Ahmet Arslan
YENİ HEGEMONYA: DİGİTAL DİKTATÖRLÜK
10 Ocak 2021, Pazar
Whatsapp’ın meşhur sözleşmesini alelade ve rutin bir şey sanıp, ayrıntılarına dikkat etmeden onaylayanlardan birisi de benim.
Meselenin gündeme gelip tartışılması ve ayrıntıların ortaya dökülmesiyle işin vahametini anladım.
Neyse bu nokta çok önemli bir şey değil. Ben çok önemli birisi değilim ve Whatsapp’tan öyle çok ciddi şeyler de paylaşmıyorum.
Fakat mesele benim, senin, diğerinin “çok önemli kişi” olup olmamasıyla alakası yok. Gelinen nokta itibariyle “digital diktatörlüğün hegemonya” cüretinin nasıl azgınlaştığı.
Eğer Whatsapp’ın bizim bilgilerimize, mesaj içeriklerimize ihtiyacı olacaksa, bunu yapıyordur zaten. Bize soracak hali yok.
Şimdi bunu hepimize kabullendirerek, “yeni bir çağın başlamasının” önünü açıyor.
Bilgilerimizle, mesaj içeriklerimizde “yeni çağın insan modelini” biçimlendirmeye, yönlendirmeye ve “tek bir tip insan modeli oluşturmaya” çalışacaklar. Hani şu koronavirüs aşısı için “Bill Gates bize chip takacak” diyen “küçük Einstein’lerin büyük komplo teorilerine” gerek kalmayacak.
Whatsapp hiçbir masrafa girmeden bunu gerçekleştirecek.

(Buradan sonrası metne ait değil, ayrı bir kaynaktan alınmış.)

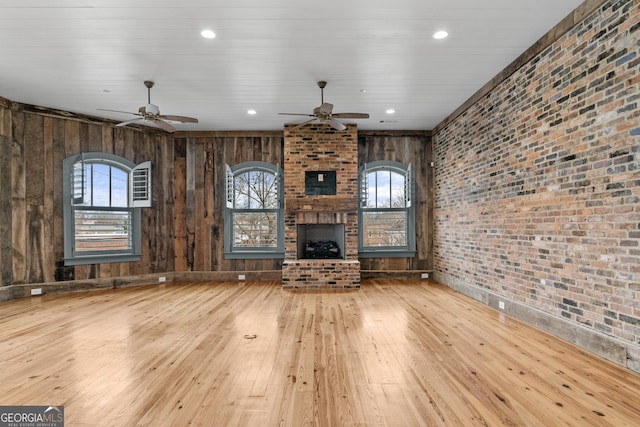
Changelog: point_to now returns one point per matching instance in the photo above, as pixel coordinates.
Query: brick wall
(538, 183)
(319, 147)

Ben bu gelişmeyi, son dönemde Twitter ve diğer sosyal medya mecralarının ABD Başkanı Trump ve ekibine getirdiği yasaktan bağımsız görmüyorum. Geçmişte devletlerin, mahkemelerin karar verdiği “neyin zararlı, neyin zararsız olduğuna” şimdi şirketler karar verecek.
Önceki paylaşımlarımın birisinde de belirtmiştim. Twiitter, İran’ın dini lideri Hamaney’ın “aşı karşıtı” bir paylaşımını da silmiş. Aşı yanlısı ve aşının salgını bitirecek en önemli belirleyici olduğuna inanan birisi olarak bunu çok tehlikeli görüyorum. İsteyen istediğine inanır ve savunur. Neyin doğru ve yanlış olduğuna Twitter mi karar verecek?

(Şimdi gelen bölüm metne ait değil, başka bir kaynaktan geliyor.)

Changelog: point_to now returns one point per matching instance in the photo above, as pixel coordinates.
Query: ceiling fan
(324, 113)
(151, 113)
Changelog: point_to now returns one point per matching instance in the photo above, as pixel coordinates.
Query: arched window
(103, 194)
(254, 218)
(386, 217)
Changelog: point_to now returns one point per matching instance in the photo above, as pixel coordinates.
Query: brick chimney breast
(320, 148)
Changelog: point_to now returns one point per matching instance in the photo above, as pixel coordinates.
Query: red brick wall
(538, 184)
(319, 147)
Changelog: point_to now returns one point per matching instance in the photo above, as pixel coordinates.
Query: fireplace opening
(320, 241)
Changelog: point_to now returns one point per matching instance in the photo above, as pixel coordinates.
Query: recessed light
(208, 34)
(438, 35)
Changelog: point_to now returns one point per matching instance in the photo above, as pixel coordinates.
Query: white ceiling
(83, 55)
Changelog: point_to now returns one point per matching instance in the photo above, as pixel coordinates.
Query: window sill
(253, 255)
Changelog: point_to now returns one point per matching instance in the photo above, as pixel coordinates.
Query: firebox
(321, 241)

Geçenlerde FETÖ’cülerin şikâyeti üzerine ABD’deki Türkiye yanlısı bir sivil toplum kuruluşunun hesabını da silmişti Twitter. Fakat FETÖ ve PKK’nın Türkiye aleyhine sahte belgelerle yaptığı paylaşımlara dokunmadığı gibi bunları şikâyet edenlere ceza veriyor.
PKK’lıların bombanın nasıl yapıldığına, güvenlik güçlerinin şehadetlerine ilişkin vahşet içeren paylaşımlarına hiç dokunulmuyor.
Ama sorsan “biz şiddeti öven ve şiddet içeren paylaşımlara müsamaha etmeyiz” diyorlar.
Dünya 2021 yılına aleni bir “digital diktatörlük” tercihi ve yine aleni bir ikiyüzlülükle giriyor. Liberaller, solcular ve bilumum ulus devlet karşıtları coştu. Digital diktatörlüğün yeni boyutlu küresel hegemonyasının coşkusunu yaşıyorlar.
Artık kafalarına göre iktidarları devirebileceklerini ve yeni iktidarlar inşa edecekleri ihtimalinin hazzıyla sarhoş vaziyetteler.
İnsanoğlu, bu yeni hegemonya döneminde koyun gibi kaderine razı olacak mı olmayacak mı, iradesini küresel şirketlere teslim edecek mi etmeyecek mi?
Türümüzün geleceğini bu soru belirleyecek.